The command builds blastn databases and runs blastn queries, and partition for MHGs for four sample bacteria locatated in genomes with a bitscore threshold 0.95 (A Query with bit score above 95% of maximum bit score is considered as a true homology; a more detailed description of the threshold can be found in our paper). This example should run about 20-30 minute outputted to mhg.txt where each line is a MHG. This should have about 1000 MHGs.
MHG
outputs a txt file where each line is an individual MHG. For each MHG, it contains at least two blocks, and each block is in a format:
((sequence_accession,(union_start,union_end)),(homology_start,homology_end),direction)
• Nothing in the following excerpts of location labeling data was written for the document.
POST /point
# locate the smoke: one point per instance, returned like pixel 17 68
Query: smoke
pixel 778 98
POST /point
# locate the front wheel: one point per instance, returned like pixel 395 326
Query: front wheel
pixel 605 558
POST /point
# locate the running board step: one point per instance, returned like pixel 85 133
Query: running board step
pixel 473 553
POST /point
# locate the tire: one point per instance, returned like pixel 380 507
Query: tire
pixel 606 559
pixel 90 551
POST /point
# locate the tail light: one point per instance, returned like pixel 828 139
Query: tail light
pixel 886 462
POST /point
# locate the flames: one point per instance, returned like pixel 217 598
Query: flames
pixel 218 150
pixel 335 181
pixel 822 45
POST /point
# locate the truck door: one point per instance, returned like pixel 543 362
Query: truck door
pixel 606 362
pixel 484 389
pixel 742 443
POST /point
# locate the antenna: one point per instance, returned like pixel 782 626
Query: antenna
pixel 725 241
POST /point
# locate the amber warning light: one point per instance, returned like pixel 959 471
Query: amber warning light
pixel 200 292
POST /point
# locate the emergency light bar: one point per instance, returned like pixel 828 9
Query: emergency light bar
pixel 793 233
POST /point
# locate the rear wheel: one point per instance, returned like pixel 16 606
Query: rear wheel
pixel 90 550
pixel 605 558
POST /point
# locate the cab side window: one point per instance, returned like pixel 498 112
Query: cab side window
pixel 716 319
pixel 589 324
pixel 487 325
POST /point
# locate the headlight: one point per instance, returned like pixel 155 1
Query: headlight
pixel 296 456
sequence_accession is the contig ID from a genome, for example Escherichia coli O104 has a RefSeq assembly accession GCF_000299455.1, and it contains four contigs: chromosome NC_018658.1, plasmid NC_018666.1, plasmid NC_018659.1, plasmid NC_018660.1. sequence_accession will be starting from "NC_" in this case.
union_start,union_end are for internal purpose while traversing the alignment graph and they can be ignored while parsing the MHG results.
homology_start,homology_end denote the start and end nucleotide indices in the sequence_accession, which indicates the actual homologous subsequence position.
direction is a relative direction to the other blocks from the same line MHG, it is a value either "+" or "-" indicating forward or reverse complement respectively.